The fact that I am stopping to get ice cream for everyone’s dessert tonight instead of driving everyone straight home. Parenting fail (because I will have now delayed everyone at least ten minutes from partaking of their favorite activity- sitting on the couch scrolling through ipods/playing X-box).
The fact that I will be making a supper complete with meat, starch and veggies as a source of nourishment. Parenting fail (because if I was a good mom, I’d be serving up Chips ‘N Dip, Pepsi and Hot Dogs, with a side of Skittles every night).
The fact that I have suggested no popcorn should be popped twenty minutes before supper, as I hastily pull together said meal. Parenting fail (because junk food should really come with an IV pole for more discreet fueling up. In the perfect world, it would).
I know, I know. Just let it all go, right?
But I still feel it: parenting failure. Where did I go wrong?
So later, when the words come flying out of me in the early evening hours- words connected to something that irritates me, a thing so incredibly minor and inconsequential, but which bears the weight of a thousand bricks as the frustration comes hurtling out of my mouth. I feel the shame. I cannot re-stack those bricks no matter how hard I try. I said them and now I live with them.
I feel the absolute shame of them. And I am sorry.
It really doesn’t matter how many things our children do or say to us, we can react strongly once to them and we feel we have failed them as parents. Where does this guilt come from? Why can we not have our say and get on with it? Why do the feelings have to linger?
I think it is because we know the expectations of us. What is required. Even tonight, I read about a mother elephant who pulls her baby from a well. The caption reads that a mother’s love is the strongest love known on earth. She works for eleven hours to get her beloved free. On days like this, I am looking at that crazy elephant and hiss-whispering to her, “Leave it in there and make like a bandit… run, Forrest- RUN.” And yet, I know that in spite of everything:
In spite of the frustration
The chaos
The screams and hollers and noise
In spite of The Fighting
The Arguing
The Mean-Spiritedness and Picking
In spite of the fact that I am Sometimes Led to Believe that I Am not Doing This Parenting Thing RIGHT (mainly by the significant four experts that have actually never done this job themselves but have lots to say about the subject)

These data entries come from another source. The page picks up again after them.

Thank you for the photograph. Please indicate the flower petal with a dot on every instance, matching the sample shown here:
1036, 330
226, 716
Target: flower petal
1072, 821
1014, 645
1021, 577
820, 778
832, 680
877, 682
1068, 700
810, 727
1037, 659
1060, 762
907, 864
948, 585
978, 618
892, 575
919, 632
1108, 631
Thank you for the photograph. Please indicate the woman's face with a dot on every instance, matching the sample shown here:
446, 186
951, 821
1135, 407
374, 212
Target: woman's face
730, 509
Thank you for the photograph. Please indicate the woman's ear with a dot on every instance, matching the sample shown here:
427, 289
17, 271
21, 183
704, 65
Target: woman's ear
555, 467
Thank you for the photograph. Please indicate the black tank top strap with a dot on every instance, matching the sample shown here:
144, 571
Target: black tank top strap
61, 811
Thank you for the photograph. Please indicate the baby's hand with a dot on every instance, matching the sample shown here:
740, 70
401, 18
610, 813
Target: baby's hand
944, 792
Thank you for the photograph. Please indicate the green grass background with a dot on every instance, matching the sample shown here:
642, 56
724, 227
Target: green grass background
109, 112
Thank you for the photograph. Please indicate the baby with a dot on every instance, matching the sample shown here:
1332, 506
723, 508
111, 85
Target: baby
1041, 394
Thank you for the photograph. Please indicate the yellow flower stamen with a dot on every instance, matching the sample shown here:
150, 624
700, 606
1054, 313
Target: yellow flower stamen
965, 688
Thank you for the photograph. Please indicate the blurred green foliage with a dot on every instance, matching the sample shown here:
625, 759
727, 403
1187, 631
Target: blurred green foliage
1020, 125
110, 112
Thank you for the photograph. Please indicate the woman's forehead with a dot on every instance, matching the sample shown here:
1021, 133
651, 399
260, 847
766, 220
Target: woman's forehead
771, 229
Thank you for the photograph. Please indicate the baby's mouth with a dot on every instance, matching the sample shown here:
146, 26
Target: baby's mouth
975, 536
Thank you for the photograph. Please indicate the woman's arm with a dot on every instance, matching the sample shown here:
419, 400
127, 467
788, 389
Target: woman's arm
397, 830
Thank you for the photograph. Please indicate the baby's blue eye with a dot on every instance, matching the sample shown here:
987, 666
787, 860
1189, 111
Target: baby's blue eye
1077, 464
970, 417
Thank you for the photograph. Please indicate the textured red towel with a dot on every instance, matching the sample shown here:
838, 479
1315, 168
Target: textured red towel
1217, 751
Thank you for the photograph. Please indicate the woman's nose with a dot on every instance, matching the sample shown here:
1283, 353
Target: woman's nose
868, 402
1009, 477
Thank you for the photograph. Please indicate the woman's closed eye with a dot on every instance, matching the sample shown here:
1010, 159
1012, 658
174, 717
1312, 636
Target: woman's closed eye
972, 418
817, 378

In spite of the fact that my children drive me crazy (and I them):
They are my children. And I love them. I always will. And that is the one thing I am doing right, even in the midst of all the ‘wrong’. This I know: I will wake up again tomorrow and enter into the same minefields and walk the line anyway, all for love.
I do not wish to excuse bad behavior. Mine or any one elses’. I did apologize for my outburst, and that is the only one over which I have any control. As for the others, we are all a work in progress. Especially Mama.
Thank goodness tomorrow’s a new, fresh beginning.
Great post! How well I remember the guilt associated with raising our brood of five. Like you, it seemed that everyone else could vent and move on. When I “lost it”, the remorse hung around for hours. Well, now they are all adults, raising their own little ones and I am the beloved grandmom who wears a perpetual smile. Why wouldn’t I? I can return to my empty nest anytime I want.